About three-fifths of the way through, I began expecting Elyria’s eroded sanity to precipitate something shocking — murder, say, or cult membership. It doesn’t. Forgoing big narrative events, Lacey centers the book on Elyria’s internal battle, allowing her to wander, mentally and geographically. This is, of course, what life is like for many smart, embattled people — the kinds who read smart, embattled authors. But what Lacey gains in fidelity to Real Life, she loses in narrative propulsion. Her prose is dark and tender, often resembling Virginia Woolf (whom she name-checks). But her story is a little vacant. The big events all happened in the past, and the present is a reckoning that culminates in an all-night diner, when Elyria sees the systems of life on the shaking surface of a cup of coffee. If you’re Elyria, that means everything. If you’re reading Elyria, you may as well be sitting at the next booth, trying to determine whether your neighbor is a saint or a psycho — and, ultimately, having no idea.

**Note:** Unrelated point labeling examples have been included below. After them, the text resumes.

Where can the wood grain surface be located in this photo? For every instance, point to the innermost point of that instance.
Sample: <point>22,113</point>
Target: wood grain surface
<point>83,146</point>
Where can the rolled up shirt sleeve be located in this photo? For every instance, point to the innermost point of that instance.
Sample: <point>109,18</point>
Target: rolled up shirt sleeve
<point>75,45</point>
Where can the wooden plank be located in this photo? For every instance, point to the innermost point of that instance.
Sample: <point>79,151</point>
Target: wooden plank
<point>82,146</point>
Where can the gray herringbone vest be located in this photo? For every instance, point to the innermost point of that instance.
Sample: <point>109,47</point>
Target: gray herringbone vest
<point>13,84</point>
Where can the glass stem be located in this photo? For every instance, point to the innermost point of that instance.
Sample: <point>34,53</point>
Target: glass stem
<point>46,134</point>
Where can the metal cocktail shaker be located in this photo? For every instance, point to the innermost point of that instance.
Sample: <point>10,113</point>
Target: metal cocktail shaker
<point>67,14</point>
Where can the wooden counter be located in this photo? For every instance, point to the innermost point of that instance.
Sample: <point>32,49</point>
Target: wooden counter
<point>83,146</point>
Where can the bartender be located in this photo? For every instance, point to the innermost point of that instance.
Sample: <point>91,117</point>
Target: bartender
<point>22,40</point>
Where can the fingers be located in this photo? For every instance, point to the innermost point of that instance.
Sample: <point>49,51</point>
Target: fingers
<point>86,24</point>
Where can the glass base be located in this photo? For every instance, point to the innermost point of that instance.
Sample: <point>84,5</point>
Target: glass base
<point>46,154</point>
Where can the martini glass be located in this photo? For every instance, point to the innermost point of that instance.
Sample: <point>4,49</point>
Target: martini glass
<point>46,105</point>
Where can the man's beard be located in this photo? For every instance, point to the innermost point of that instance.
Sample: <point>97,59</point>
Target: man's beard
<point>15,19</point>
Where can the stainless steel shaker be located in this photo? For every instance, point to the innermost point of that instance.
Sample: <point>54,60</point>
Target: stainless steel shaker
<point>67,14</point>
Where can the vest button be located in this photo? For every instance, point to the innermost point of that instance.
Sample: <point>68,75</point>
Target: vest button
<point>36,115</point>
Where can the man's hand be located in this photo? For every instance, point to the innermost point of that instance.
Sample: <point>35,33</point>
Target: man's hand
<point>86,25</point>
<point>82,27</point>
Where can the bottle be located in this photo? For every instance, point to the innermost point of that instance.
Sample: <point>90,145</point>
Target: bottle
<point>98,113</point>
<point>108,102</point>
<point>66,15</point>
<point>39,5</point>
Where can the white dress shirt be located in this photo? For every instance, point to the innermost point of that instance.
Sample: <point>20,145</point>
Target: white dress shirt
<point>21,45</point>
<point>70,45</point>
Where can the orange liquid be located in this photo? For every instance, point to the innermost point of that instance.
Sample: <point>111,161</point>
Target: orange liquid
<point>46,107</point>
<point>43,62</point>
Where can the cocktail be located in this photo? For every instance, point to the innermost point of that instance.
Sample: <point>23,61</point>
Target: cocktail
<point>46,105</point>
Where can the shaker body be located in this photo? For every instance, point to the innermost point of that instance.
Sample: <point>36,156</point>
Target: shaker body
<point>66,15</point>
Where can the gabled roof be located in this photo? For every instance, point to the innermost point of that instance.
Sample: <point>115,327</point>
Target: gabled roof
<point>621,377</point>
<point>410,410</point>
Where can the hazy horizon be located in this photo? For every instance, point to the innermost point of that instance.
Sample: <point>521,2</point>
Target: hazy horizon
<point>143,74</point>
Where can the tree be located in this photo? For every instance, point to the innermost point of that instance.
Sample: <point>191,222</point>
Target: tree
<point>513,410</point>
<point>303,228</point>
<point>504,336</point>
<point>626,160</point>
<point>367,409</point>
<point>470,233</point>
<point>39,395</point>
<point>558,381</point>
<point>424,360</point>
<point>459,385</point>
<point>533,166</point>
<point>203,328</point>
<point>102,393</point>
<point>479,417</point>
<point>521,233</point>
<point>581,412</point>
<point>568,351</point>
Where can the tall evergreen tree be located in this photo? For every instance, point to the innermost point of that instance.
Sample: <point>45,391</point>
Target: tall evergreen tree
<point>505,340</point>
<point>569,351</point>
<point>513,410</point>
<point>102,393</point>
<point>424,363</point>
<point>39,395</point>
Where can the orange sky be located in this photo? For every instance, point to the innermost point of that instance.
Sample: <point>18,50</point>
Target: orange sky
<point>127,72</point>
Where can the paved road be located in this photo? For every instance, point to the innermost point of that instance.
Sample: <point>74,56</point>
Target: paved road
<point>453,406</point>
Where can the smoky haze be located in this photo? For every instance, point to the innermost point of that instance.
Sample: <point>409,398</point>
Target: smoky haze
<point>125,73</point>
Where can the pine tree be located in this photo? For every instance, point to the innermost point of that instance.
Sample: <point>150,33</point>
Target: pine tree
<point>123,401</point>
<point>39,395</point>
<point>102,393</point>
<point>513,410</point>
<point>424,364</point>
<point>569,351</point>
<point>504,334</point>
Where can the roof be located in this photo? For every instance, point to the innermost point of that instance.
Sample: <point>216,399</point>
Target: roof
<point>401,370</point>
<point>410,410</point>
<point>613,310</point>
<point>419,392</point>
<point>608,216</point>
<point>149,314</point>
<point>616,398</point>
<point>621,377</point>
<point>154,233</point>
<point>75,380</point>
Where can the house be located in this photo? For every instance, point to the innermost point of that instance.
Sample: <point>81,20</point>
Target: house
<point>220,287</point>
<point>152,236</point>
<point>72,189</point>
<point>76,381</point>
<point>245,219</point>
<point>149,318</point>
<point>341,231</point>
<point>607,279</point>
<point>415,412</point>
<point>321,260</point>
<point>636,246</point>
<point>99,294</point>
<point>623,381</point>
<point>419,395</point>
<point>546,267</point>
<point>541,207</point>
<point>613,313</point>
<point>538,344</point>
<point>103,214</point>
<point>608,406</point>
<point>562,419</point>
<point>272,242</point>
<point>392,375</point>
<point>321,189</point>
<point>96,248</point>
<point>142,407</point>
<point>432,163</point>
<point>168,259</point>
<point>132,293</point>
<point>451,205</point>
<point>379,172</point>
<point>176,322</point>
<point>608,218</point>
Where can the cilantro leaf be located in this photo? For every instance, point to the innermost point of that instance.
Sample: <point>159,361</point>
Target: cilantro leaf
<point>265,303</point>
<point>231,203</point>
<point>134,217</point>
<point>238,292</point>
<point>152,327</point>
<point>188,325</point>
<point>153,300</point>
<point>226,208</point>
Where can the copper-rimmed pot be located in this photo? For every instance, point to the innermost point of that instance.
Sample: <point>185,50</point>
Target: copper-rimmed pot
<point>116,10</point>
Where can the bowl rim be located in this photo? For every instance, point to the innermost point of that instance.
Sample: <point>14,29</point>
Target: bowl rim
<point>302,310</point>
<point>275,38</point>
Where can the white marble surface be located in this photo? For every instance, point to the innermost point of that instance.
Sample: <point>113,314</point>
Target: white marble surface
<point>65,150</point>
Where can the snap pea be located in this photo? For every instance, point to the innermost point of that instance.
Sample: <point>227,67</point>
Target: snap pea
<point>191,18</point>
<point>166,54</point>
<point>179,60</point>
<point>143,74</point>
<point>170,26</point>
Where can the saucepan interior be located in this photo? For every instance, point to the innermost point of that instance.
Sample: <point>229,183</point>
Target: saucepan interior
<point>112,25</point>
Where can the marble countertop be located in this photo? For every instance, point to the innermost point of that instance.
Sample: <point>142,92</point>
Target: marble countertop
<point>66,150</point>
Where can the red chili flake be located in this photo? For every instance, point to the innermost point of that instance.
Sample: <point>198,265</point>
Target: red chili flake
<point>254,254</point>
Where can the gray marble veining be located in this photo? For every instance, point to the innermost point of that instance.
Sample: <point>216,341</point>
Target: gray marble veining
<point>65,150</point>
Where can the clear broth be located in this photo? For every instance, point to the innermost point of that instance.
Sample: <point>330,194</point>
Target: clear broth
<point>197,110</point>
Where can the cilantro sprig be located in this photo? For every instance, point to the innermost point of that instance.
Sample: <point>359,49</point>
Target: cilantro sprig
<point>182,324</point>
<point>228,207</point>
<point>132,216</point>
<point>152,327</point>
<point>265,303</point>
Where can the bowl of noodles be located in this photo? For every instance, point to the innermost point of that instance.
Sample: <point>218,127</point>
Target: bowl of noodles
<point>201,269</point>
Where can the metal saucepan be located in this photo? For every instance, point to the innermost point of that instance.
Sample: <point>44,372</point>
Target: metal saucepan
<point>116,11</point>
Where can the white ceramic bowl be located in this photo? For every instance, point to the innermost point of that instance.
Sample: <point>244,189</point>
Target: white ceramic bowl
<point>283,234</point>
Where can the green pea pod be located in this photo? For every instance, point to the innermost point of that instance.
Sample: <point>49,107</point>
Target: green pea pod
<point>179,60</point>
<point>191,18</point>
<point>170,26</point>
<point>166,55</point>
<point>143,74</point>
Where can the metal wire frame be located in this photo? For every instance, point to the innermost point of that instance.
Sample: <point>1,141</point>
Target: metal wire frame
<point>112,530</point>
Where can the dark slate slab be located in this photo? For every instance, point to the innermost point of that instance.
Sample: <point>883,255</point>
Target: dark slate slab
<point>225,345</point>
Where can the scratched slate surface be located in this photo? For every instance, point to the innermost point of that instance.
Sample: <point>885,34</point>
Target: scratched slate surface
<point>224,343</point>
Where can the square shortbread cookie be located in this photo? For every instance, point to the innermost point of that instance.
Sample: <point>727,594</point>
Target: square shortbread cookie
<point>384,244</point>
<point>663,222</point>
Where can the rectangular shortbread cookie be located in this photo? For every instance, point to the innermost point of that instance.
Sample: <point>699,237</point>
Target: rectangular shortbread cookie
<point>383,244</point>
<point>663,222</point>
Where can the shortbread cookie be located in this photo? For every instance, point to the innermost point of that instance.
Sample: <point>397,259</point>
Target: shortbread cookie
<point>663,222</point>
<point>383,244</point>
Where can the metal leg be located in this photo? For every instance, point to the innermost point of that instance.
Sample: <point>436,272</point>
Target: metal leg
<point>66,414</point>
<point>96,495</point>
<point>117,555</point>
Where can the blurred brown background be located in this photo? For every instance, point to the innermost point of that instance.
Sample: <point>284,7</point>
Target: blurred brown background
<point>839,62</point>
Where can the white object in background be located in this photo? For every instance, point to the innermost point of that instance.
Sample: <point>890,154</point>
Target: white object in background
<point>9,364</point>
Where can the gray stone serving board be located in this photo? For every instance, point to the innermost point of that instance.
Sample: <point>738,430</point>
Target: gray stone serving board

The Divers’ Game, By Jesse Ball (Ecco/HarperCollins, 2019). Less a single, united tale; more a series of snapshots which, by capturing the massive and granular alike, carry a thought experiment to its most gruesome conclusions. Ball’s is a dystopian Earth, probably America — or at least its descendant — which has dispensed with the notion of fairness. People are relegated into classes, and the elites (“pats”) carry gas masks and canisters with which they may kill the lower set (“quads,” branded and thumb-less) at will. Mass-gassings have choked nearly all wildlife into oblivion.

Two society-wide ceremonies form the narrative focal points. On Ogias’ Day, all debts are forgiven. On the Day of the Infanta, a young girl is imbued with omnipotence, adjudicating social disputes. A different writer might have spent more time reveling in the, well, revels — three times as many murders, riots, and broken alliances might have punctuated more pronounced narrative arcs. But Ball spends most of his time on quiet moments: the Infanta’s thoughts as she transitions from girl to demigod for a day, a wife penning an unnerving suicide note to her husband after she gasses a quad, a boy explaining the disappearance of his friend. By occupying singular minds, we learn how this society has twisted its citizens, and we are called to wonder the same about ourselves.

In The Divers’ Game, the challenge of learning a new world is counterbalanced by its inhabitants’ familiar (and therefore distressing) human traits. The pats’ selfhood relies on the quads’ suppression. Wherever something goes wrong, empathy is the missing link. Narrators are certain in their visions of things, and therefore oblivious — all except the woman who kills and is besieged by shame.

I could see Ball’s slanted prose (it often reads as if it’s been translated from some Eastern European language) turning off readers hungry for a straight story. But, I encourage all who start to stay the course, as the interlocking tales are rewarding to see in full.

Recommended to, in the Atlantic’s terms, tender nihilists, and people for whom nonfiction isn’t real enough.